- What is without reason, is monstrous. What is with singular reason, is monstrous. What ignores reason over a singular, driving motive, is monstrous. What is reasonable will get you from the top of the steps of your home, where you tie your shoes and feel the first breath of the day’s weather on your skin, to a table across town that sits near the door of the place where you do business, but this will never be anything anyone would pay to see on a screen. Only the monstrous is entertaining and profitable.

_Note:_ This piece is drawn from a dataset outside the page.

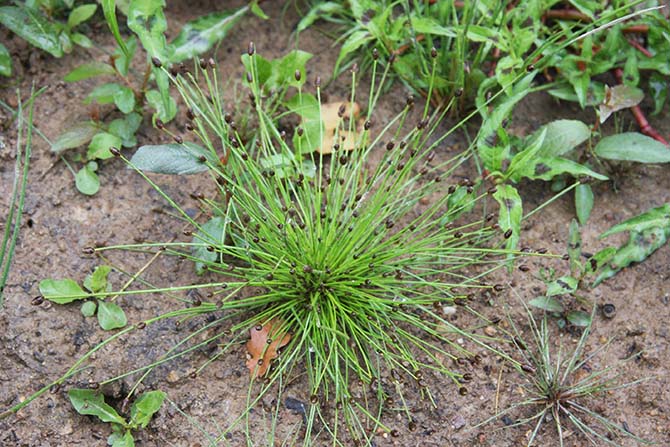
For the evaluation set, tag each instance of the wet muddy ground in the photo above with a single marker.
(39, 343)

Robert Smithson said, “Artists that like Horror tend toward the emotive, while artists who like Science-Fiction tend toward the perceptive.” Matt Borruso, who borrows heavily from both genres in his drawings, sculptures, films, and collages, proves the theory by giving us perfect balance. His work is a perceptive dissection of the emotional. It explores the aesthetics of the grotesque through grids and systems that reveal our dysfunctional relationship—disgust and attraction—to the grotesque: bad food photography from sixties cookbooks, cheap horror film F/X, the polyester-based craft boom of the seventies, blob-inspired fifties modernism, and the places where all the aforementioned melt into each other.
The work celebrates a backstage view, where tools are exposed. Here behind the scenes are instruction booklets for crocheting large afghans, death masks are molded, homes in magazines are arranged pornographically for cameras, and the rough edges have yet to be sanded. In that spirit, instead of presenting you with his finished artworks set against a neutral backdrop, I’ve taken a camera into Borruso’s workplace.
In films, a serial killer’s lair bears a stark resemblance to an art studio, with the murderous thought process mapped out through news-clippings, photos of future victims, and documents of crafty murders. Borruso’s lair especially fits this parallel with its gruesome stills from horror films (often about serial murders by humans, monsters, or aliens), cast body parts, and various images and memorabilia collected from flea markets that serve as inspiration and occasionally become incorporated into modernist arrangements or collaged into compelling vignettes. In trying to think like the criminal, detectives (in films) often have similar charts and photos, the assumption being that reading the past of the criminal mind will enable the detectives to predict the corrupted brain’s future moves. It follows the logic of this quote from one of literature’s most dedicated criminologists, Colin Wilson, who said, “Life itself is an exile. The way home is not the way back.”
The United Nations christens 1986 The International Year of Peace. It’s a gesture on the UN’s fortieth anniversary to raise awareness of the drive to foster peace, not a prediction that ’86 might actually set a standard of peace. Like most years on earth since man, violent conflict troubles the whole globe. Some (not all) of the wars and military actions taking place this year include:
The Second Sudanese Civil War.
Sri Lankan Civil War.
Siachen Conflict between India and Pakistan.
Agacher Strip War in Burkina Faso.
Western Sahara Conflict.
The Aceh War.
Soviet War in Afghanistan.
El Salvador Civil War.
Ugandan Bush War.
‘The Troubles’ in Northern Ireland.
Ethiopian Civil War.
Angolan Civil War.
Continuous clashes between Indonesian and East Timorese groups.
Mozambican Civil War.
Military takeover in Lesotho.
Construction and testing of nuclear weapons all over the globe.
South African Border War.
Namibian War of Independence.
Guatemalan Civil War.
And, the U.S. bombing of Libya.
With all this in mind, peace is fist-pumped like an anthem full of admirable goals and lines of coke. And yet, when people of the future recall 1986, it will not be peace that is remembered, rather the fist-pumps and pastels.
When people look back at the eighties for the archetypical cultural aesthetics of the decade, they will almost always look specifically at this year, 1986. 1986 is a boarder year: the American pop version of what the decade washed down to. And 1986 itself washes down to the film Ruthless People. In the same way the great smorgasbord of cultural contributions by lesbians in our time is reduced in comedic terms to the tuna casserole, so the complexities of an entire decade are condensed into a film vehicle providing a second life for Bette Milder. Packed with murderous intentions, Memphis Group furnishings, shoulder pads, and Disney-gone-dirty (via Touchstone, this was the Disney Studio’s Second R-rated film), the film is monstrous, and that’s how it will become an icon.
The year of Ruthless People is also a year in which many of the top musical pop stars of the 2000-and-teens are born. While the stars and figureheads who are dying are the last great wave of people who have been photographed throughout their lives primarily in black and white.